The Human Rights Tribunal of Ontario has found a litigant had no prospect of success in a claim that her employer-sponsored insurance plan was discriminating against her disability by refusing to pay for her medical cannabis.
Lisa Cabel, a lawyer at Norton Rose Fulbright Canada LLP, who represented the insurance company and employer sponsor, says the case shows that while the political climate around recreational marijuana has shifted, the terms of medical marijuana insurance contracts remain in effect.
“The climate change in the political view of marijuana didn’t change the contractual interpretation. It didn’t lead the tribunal to enhance somebody’s human rights because they wanted marijuana,” says Cabel. “The takeaway would be that the law still remains the same. . . . It wasn’t a surprise to me that the decision came down the way that it did.”
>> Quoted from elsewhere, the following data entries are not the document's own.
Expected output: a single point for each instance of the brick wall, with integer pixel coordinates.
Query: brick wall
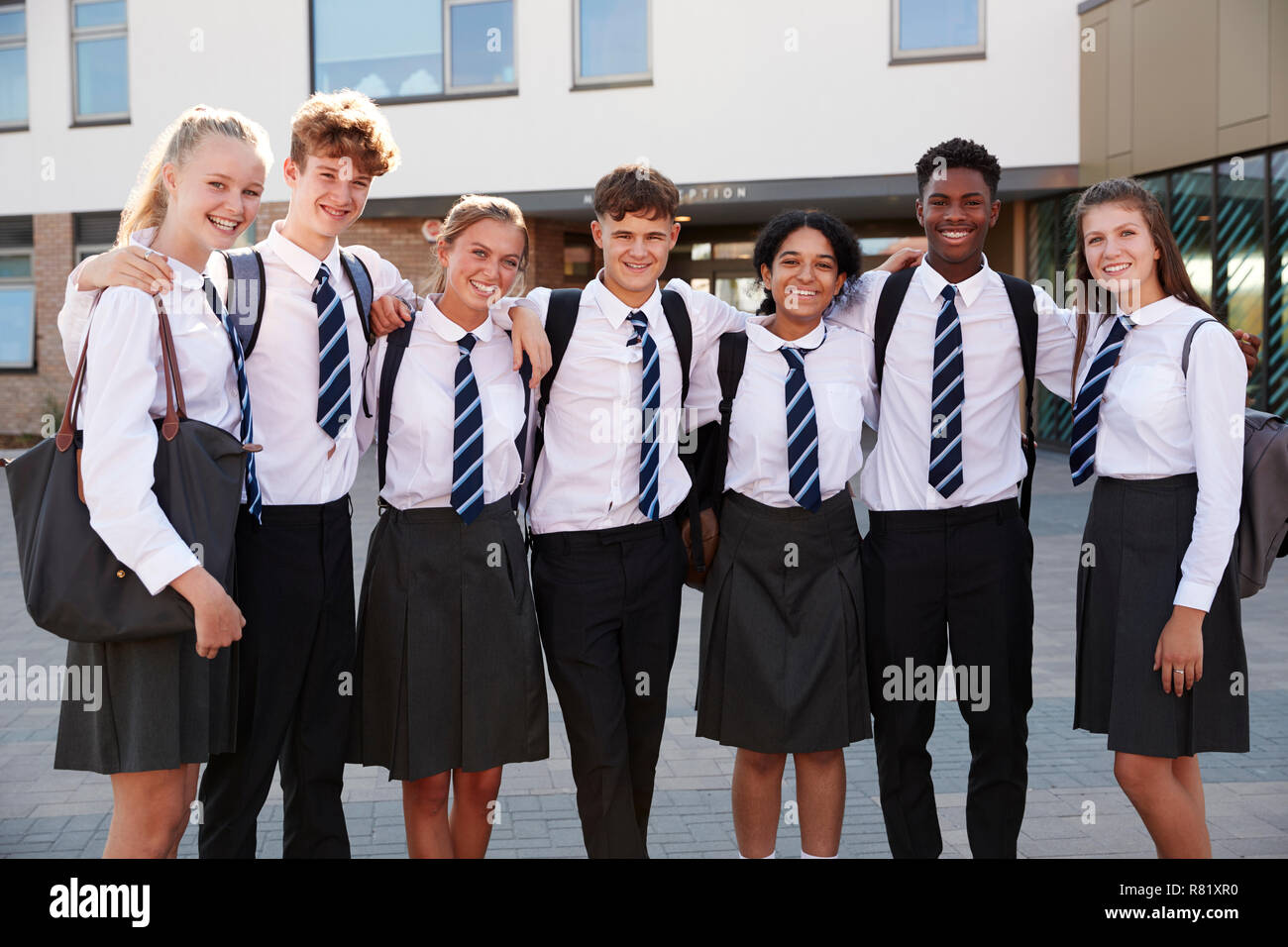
(26, 395)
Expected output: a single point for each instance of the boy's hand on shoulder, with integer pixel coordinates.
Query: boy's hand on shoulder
(528, 337)
(1250, 346)
(132, 265)
(902, 260)
(387, 313)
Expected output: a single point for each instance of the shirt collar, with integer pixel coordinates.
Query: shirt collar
(614, 309)
(452, 331)
(1151, 313)
(185, 275)
(932, 282)
(300, 261)
(765, 341)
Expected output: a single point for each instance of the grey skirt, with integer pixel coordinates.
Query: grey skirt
(449, 672)
(781, 661)
(1129, 565)
(161, 705)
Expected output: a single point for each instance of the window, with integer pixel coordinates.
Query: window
(13, 65)
(413, 62)
(99, 71)
(922, 30)
(612, 43)
(17, 309)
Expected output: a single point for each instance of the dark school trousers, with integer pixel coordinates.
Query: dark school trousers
(962, 578)
(295, 589)
(608, 605)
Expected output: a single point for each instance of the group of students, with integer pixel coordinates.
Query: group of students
(802, 618)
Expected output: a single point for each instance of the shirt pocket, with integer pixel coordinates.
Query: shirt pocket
(844, 405)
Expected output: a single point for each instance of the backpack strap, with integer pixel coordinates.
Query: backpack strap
(1024, 307)
(708, 479)
(394, 350)
(561, 320)
(682, 330)
(245, 294)
(888, 311)
(1189, 339)
(361, 279)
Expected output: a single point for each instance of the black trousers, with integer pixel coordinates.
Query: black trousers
(608, 604)
(961, 577)
(295, 589)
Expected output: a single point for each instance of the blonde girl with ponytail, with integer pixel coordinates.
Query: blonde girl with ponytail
(165, 703)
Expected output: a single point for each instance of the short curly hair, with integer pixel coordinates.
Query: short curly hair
(958, 153)
(344, 124)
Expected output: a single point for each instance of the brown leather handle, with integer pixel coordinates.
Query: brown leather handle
(67, 429)
(175, 408)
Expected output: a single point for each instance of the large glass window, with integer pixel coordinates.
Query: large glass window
(413, 62)
(612, 42)
(17, 311)
(99, 60)
(13, 65)
(936, 30)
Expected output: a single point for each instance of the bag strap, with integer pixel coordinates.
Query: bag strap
(1189, 339)
(394, 350)
(561, 320)
(1024, 307)
(682, 330)
(245, 294)
(888, 311)
(361, 279)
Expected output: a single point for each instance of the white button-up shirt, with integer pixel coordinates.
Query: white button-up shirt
(124, 390)
(841, 375)
(1155, 421)
(300, 464)
(588, 475)
(423, 411)
(897, 472)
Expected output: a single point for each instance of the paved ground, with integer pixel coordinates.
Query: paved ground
(55, 813)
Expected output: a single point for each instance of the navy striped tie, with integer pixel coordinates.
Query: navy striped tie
(467, 437)
(802, 432)
(333, 357)
(1086, 406)
(651, 405)
(248, 429)
(948, 394)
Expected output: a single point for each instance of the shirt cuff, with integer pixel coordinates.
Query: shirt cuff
(1193, 594)
(161, 567)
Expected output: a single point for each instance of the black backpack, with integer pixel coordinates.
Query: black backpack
(394, 351)
(1022, 305)
(245, 295)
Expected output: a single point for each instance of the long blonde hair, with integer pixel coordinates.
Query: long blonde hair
(149, 200)
(469, 209)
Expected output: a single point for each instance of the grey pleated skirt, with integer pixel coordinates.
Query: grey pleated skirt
(161, 705)
(781, 661)
(1136, 535)
(449, 672)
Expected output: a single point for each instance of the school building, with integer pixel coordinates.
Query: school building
(750, 106)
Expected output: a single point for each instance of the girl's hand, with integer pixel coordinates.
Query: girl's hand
(387, 313)
(527, 335)
(219, 620)
(1180, 648)
(127, 265)
(901, 260)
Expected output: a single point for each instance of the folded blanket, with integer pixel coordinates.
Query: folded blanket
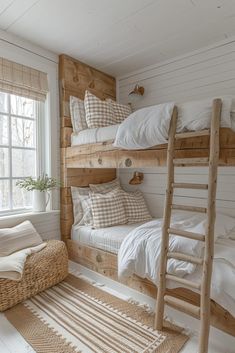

The Oct. 26 decision, R. R. v. Essex (County), 2018 HRTO 1535, involved a self-represented applicant against Corporation of the County of Essex and Green Shield Canada Inc., which administers health and dental care plans through contracts with employers such as Essex.
At issue in the summary hearing was whether any evidence could tie her disability to the decision to exclude medical cannabis coverage from the plan.
Essex, the employer that stipulated the benefits covered by the plan, said the decision was not tied to the disability, wrote Laurie Letheren, vice chairwoman of the Human Rights Tribunal of Ontario, who dismissed the application.
Rather than being related to the nature of the employee’s disability, the decision said, Essex denied the medical cannabis coverage because the treatment lacked a Drug Identification Number assigned by Health Canada.